明日からは、またオルコット家を狙う者達から家を護らなければいけないのですから……。
今はこの瞬間に、全てを捧ぎましょう
『予定通り、世界の憎しみは今、この俺に集まっている』
放映が始まり、気が付けば既に物語は進み、ルルーシュ様とスザク様の話し……親友同士でこんな事、酷い様に見えますがルルーシュ様が望んだことならばわたくしは見届けますわ。
『軍事力では無く、話し合いと言うテーブルにつくことが出来る。明日を迎えることが出来る。それが……ゼロ・レクイエム』
なるほど、ゼロの仮面を被っているのはスザク様……そして、悪逆皇帝の名を付けられたルルーシュ様の元へ……何故?

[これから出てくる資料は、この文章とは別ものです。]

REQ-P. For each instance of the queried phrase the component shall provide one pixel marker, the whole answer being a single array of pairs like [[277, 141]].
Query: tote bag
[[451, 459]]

『——撃っていいのは、撃たれる覚悟のあるやつだけだ』
不意に、ルルーシュ様が初期に発したあのセリフを思い出す。
因果応報、という言葉が日本にはありましたが、ルルーシュ様はまさか!?
慌てて、思考する事を止めて画面へと再度目を向けると
『そのギアス……確かに受け取ったッ』
涙を流して剣を突き刺すスザク様と、憔悴しつつも満足げな表情で甘んじて剣を受けたルルーシュ様がわたくしの目に飛び込んでくる。
呆然とするわたくしを尻目に、ルルーシュ様はフラフラと大衆が見守る中ゆっくりと、まるで何かに会うために力を振り絞った様子で歩き、倒れてしまう。
倒れた先には傾斜、そしてその先には
『お兄様……?』
ナナリー様の純粋な疑問と、ルルーシュ様の手に触れて全てを知り、どうしてどうして、と泣く声がわたくしの部屋に響く。
わたくし自身も何も言葉を発せない、何も考える事が出来ない
『あぁ……俺は』
何も聞こえないわたくしの耳に不意に入ってきたのは、しゃがれたルルーシュ様のお声。力を振り絞り、というよりは満足感から無意識的にでたような声色は世界から音を無くすようで
『世界を、壊し……世界を、創る』
そう言ってルルーシュ様が目を安らかに閉じた瞬間、流れ出すBGMも相まって気が付けばわたくしの目からは大量の涙が零れていましたわ。
それと同時に、湧きだしたのは悲しみではなく、使命感。
ルルーシュ様は果たして、今この世界を見たらどう思うのだろうか。
恐らく、悲しみますわね。
涙を拭いて、わたくしは決意を新たにしました。
——わたくしが優しい世界を創る、ルルーシュ様の意思を引き継ぐ
只、それだけですわ。
なんなすいません。
ISキャラ全員好きなんで、全員こういう番外編みたいなことやりたいです
あと、セシリアがISの世界でルルーシュと初めて会った時、というか見た時を書きたいと思っています。
まぁそれは全員分書きたいのですが…まだ登場していないラウラとかシャルとかラウラとか千冬さんとかラウラとか!!!